Last week’s BRICS summit—bringing together the leaders of Brazil, Russia, India, China and South Africa—was touted as a pivotal event that could change the contours of international relations. Some compared it to the Bandung conference of 1955, which laid the foundation for the Non-Aligned Movement, while others anticipated progress towards an alternate system of global governance fit for a multipolar world. But what the summit showed is that shared grievances don’t amount to a shared vision.
The bloc’s decision to admit six new members—Argentina, Egypt, Ethiopia, Iran, Saudi Arabia and the United Arab Emirates—may seem to vindicate predictions that BRICS will remake the world order. After all, more than 40 countries were allegedly vying for membership, though a formal list was never disclosed.
But the decision to expand—like the push for de-dollarisation—amounts to picking low-hanging fruit. When it comes to the numerous thorny global challenges requiring urgent attention, the summit provided little in the way of solutions. And that can be expected to continue: ultimately, BRICS has always been more statement than substance, with each member using it as a platform to advance its own ends. A larger, even more heterogeneous membership will impede consensus on all matters of consequence.
Start with South Africa, the summit’s host. Not only was the country excluded from the G7 summit earlier this year, but it has also faced criticism for its supposedly neutral stance on the Ukraine war, and the United States has accused it of providing weapons and ammunition to Russia. In a recent speech, South African President Cyril Ramaphosa noted that ‘some of our detractors prefer overt support for their political and ideological choices’ and vowed not to be ‘drawn into a contest between global powers’.
Meanwhile, Ramaphosa has taken great pains to emphasise South Africa’s ties with China: the bilateral relationship, he recently noted, is ‘almost as old as our democracy’. But South Africa’s ‘largest trading partner’ isn’t China, as Ramaphosa claims, but the European Union, and South Africa trades more with the EU and the US than it does with the other BRICS members. For South Africa, BRICS is a convenient platform with which to boost its leadership in Africa and globally.
China has always had similar designs for BRICS: use it as a tool of geopolitical influence, including by advancing an alternative vision of global governance. To this end, this summit holds particular importance. Coming on the heels of the agreement among Japan, South Korea and the US to expand security and economic cooperation, the summit offered an opportunity for China to push its vision of BRICS as a full-scale alternative to the G7, with Chinese President Xi Jinping firmly in the driver’s seat.
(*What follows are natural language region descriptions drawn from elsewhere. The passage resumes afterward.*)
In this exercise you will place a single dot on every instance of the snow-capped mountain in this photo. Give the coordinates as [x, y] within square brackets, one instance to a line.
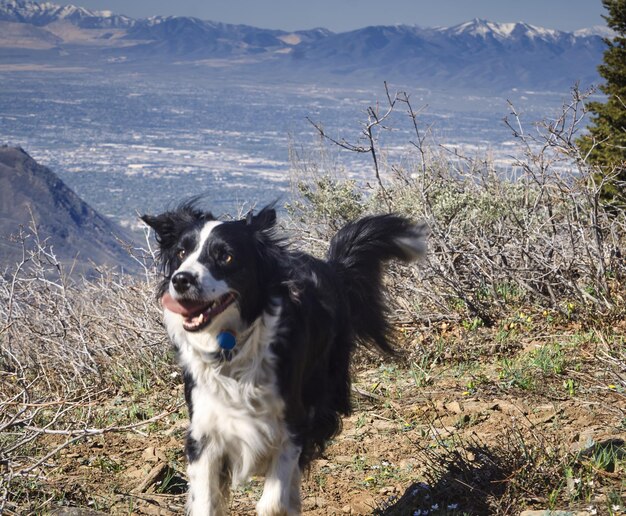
[44, 13]
[478, 53]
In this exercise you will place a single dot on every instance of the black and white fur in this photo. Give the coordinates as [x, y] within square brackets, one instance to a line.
[268, 407]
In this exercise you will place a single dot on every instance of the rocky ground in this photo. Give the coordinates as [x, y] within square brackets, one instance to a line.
[530, 415]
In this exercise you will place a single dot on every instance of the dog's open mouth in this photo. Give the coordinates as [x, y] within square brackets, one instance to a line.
[197, 314]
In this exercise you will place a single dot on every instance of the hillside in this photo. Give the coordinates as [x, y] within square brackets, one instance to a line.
[78, 235]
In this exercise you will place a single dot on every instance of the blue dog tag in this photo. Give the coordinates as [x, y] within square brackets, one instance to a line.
[226, 340]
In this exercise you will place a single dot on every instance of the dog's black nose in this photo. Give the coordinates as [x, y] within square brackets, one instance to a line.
[182, 281]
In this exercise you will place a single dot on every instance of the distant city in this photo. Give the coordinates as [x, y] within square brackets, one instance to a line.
[136, 114]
BRICS members are likely to embrace some of China’s pet issues, such as countering ‘unilateral and protectionist measures’ like trade sanctions. And even in areas where they disagree, China might be able to use its economic weight—the country accounts for 70% of the bloc’s GDP—to sway them. It was, after all, the principal advocate for expanding the grouping, a move that the others, except Russia, resisted—until they didn’t.
The Kremlin, for its part, sees BRICS as a crucial means of countering Russia’s international isolation. Russian President Vladimir Putin—who participated virtually, in order to avoid being arrested on an International Criminal Court warrant—used his time in the spotlight to attempt to rally support for his Ukraine war narrative. More broadly, Russia—like China—hopes that BRICS can build alternatives to Western-led initiatives and alliances.
Not all BRICS members share that vision. India, which is locked in a prolonged border standoff with China, wants to represent the global south on the world stage, not least to bolster economic development. But it also wants to maintain an independent foreign policy. This is the same reason why India bristled at the notion of the Quadrilateral Security Dialogue—with Australia, Japan and the US—mimicking a military alliance. India’s fellow flawed democracy, Brazil, also seems to prefer genuine non-alignment and has ambitions to act as a diplomatic balancer.
Divergent visions and interests have impaired BRICS from the start. As Jim O’Neill—who coined the term (then BRICs) in 2001—wrote in 2021, beyond ‘creating the BRICS Bank, now known as the New Development Bank’ and meeting annually, ‘it is difficult to see what the group has done’. Not much has changed in the two years since, and a slew of new members will hardly contribute to the group’s coherence, let alone its effectiveness.
The latest summit might have featured important discussions on topics like the introduction of a common BRICS currency and the Black Sea grain deal, which Russia recently scuttled. But, as is customary with BRICS summits, the concluding communiqué offers plenty of aspirational rhetoric—including commitments to ‘inclusive multilateralism’ and ‘mutually accelerated growth’—but not much else. Criticising the global order is much easier than building a new one.
But even if this BRICS summit doesn’t sound the death knell of the current order, it does highlight just how widely shared grievances against it have become and how keen many countries are to challenge the status quo. The West must heed the warning signs.